One can reasonably argue that pickles should never cross package versions in the first place, so I don't consider this blocking. On the other hand, the fit-on-one-machine / predict-on-another workflow makes version skew plausible in practice. If we wanted to harden this, one option is __getstate__/__setstate__ that stores the solver name and re-resolves the function on load. What do you think? Would this be worth addressing here, in a follow-up, or just documenting?

Thank you for pointing this out.
Since this issue was introduced by this PR, I thought it would be better to address it here rather than only document it or leave it for a follow-up.

In 7fc620c, the model stores the solver name as state, excludes the resolved solver function from the pickle state, and re-resolves it in __setstate__.
For legacy pickles without a stored solver name, it falls back to the previous NumPy behavior and emits a warning. The new pickle state also avoids storing references to the solver helper functions, so it should be more robust to version skew.

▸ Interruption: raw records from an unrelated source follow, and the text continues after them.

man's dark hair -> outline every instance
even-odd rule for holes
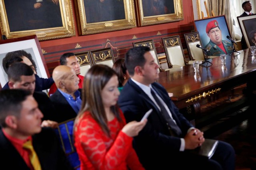
[[[2,63],[4,70],[6,73],[7,73],[9,67],[12,64],[15,62],[20,62],[23,61],[21,58],[16,56],[12,56],[9,53],[8,53],[6,55],[4,58]]]
[[[256,33],[256,30],[252,30],[249,34],[249,36],[252,40],[256,41],[256,39],[254,38],[254,34],[255,33]]]
[[[21,80],[21,76],[32,76],[34,71],[29,66],[23,63],[15,63],[10,66],[7,71],[8,79],[14,82]]]
[[[132,76],[134,74],[134,68],[139,66],[143,67],[146,60],[144,55],[150,51],[148,47],[135,47],[129,50],[125,56],[125,63],[129,74]]]
[[[244,1],[244,2],[243,2],[243,3],[242,4],[242,8],[243,8],[243,9],[244,9],[244,6],[245,6],[245,5],[248,2],[250,2],[250,1],[249,0],[247,1]]]
[[[22,89],[0,91],[0,125],[3,127],[7,126],[5,120],[8,115],[20,116],[22,103],[30,95],[30,92]]]
[[[67,53],[63,54],[60,59],[60,65],[67,65],[67,58],[69,57],[70,56],[73,56],[75,55],[75,54],[73,53]]]
[[[26,57],[31,62],[32,64],[35,68],[36,72],[36,65],[35,61],[33,59],[31,55],[24,50],[18,50],[8,53],[3,59],[3,67],[5,72],[7,73],[8,68],[12,64],[15,62],[20,62],[22,61],[23,60],[22,58],[22,56]]]

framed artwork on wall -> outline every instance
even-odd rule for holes
[[[224,15],[195,20],[194,23],[202,46],[210,51],[210,55],[219,56],[233,52],[232,43],[227,38],[230,34]],[[223,47],[218,45],[222,42]]]
[[[135,0],[139,26],[184,20],[182,0]]]
[[[48,78],[49,71],[36,35],[0,40],[0,83],[2,87],[8,82],[8,77],[2,66],[3,59],[9,52],[24,50],[30,53],[34,61],[37,74],[40,77]]]
[[[133,0],[76,0],[82,35],[136,27]]]
[[[8,39],[36,35],[39,41],[76,35],[71,0],[0,1],[0,27]]]
[[[247,47],[256,45],[256,14],[237,18]]]
[[[75,54],[80,64],[80,74],[84,76],[93,65],[91,55],[89,51],[78,53]]]
[[[112,68],[115,63],[113,51],[110,47],[92,50],[90,53],[93,65],[105,64]]]

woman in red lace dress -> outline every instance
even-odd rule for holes
[[[144,170],[132,148],[146,120],[126,124],[116,105],[116,74],[108,66],[92,66],[86,75],[81,110],[74,126],[81,170]]]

ganow · 2026-06-10T05:45:28Z

Follow-up: solver benchmark on a typical compute server

Since switching the default solver is a behavior change, I benchmarked the two solvers on hardware representative of where we run feature decoding.

What I measured

I modeled the path FastL2LiR actually takes for feature decoding (feature-decoding / bdpy / brain-decoding-cookbook): feature selection is ON, so each output unit solves one (n_feat+1) x (n_feat+1) SPD normal-equation system with a single RHS column, under threadpool_limits(limits=1). Parameters match the configs: n_samples=6000, alpha=100, sweeping n_feat, for both float32 (the dtype the pipelines fit with) and float64. The matrix is built as newX.T @ newX + alpha*I, the same as __sub_fit, so the conditioning is realistic. Ratio is scipy(pos) / numpy; a value > 1 means scipy is slower.

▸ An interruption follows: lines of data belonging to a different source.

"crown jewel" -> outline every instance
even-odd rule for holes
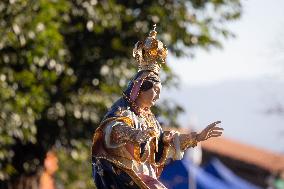
[[[149,70],[158,74],[161,64],[166,62],[168,50],[161,41],[156,39],[156,36],[156,24],[154,24],[149,36],[135,44],[133,57],[138,63],[138,71]]]

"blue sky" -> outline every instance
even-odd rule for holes
[[[242,18],[228,25],[237,37],[222,50],[200,50],[194,59],[169,56],[181,85],[163,98],[185,106],[184,127],[200,130],[222,120],[226,137],[284,153],[284,115],[266,113],[284,106],[284,1],[242,4]]]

Script: https://gist.github.com/ganow/4f89c91006689a7955fac34881b3af2d

Run on a 32-core OpenBLAS server with 1 BLAS thread actually enforced (the real decoding setting), on two dependency stacks:

# current resolve: numpy 2.x, scipy 1.15.3, OpenBLAS 0.3.31
uv run python bench_solver.py

# the stack many users get under bdpy[all] (numpy<1.24): numpy 1.23.5, scipy 1.10.1, OpenBLAS 0.3.18
uv run --with 'numpy<1.24' --with 'scipy<1.11' python bench_solver.py

Results (ratio = scipy / numpy; > 1 means scipy is slower)

float32 (the dtype the pipelines actually use)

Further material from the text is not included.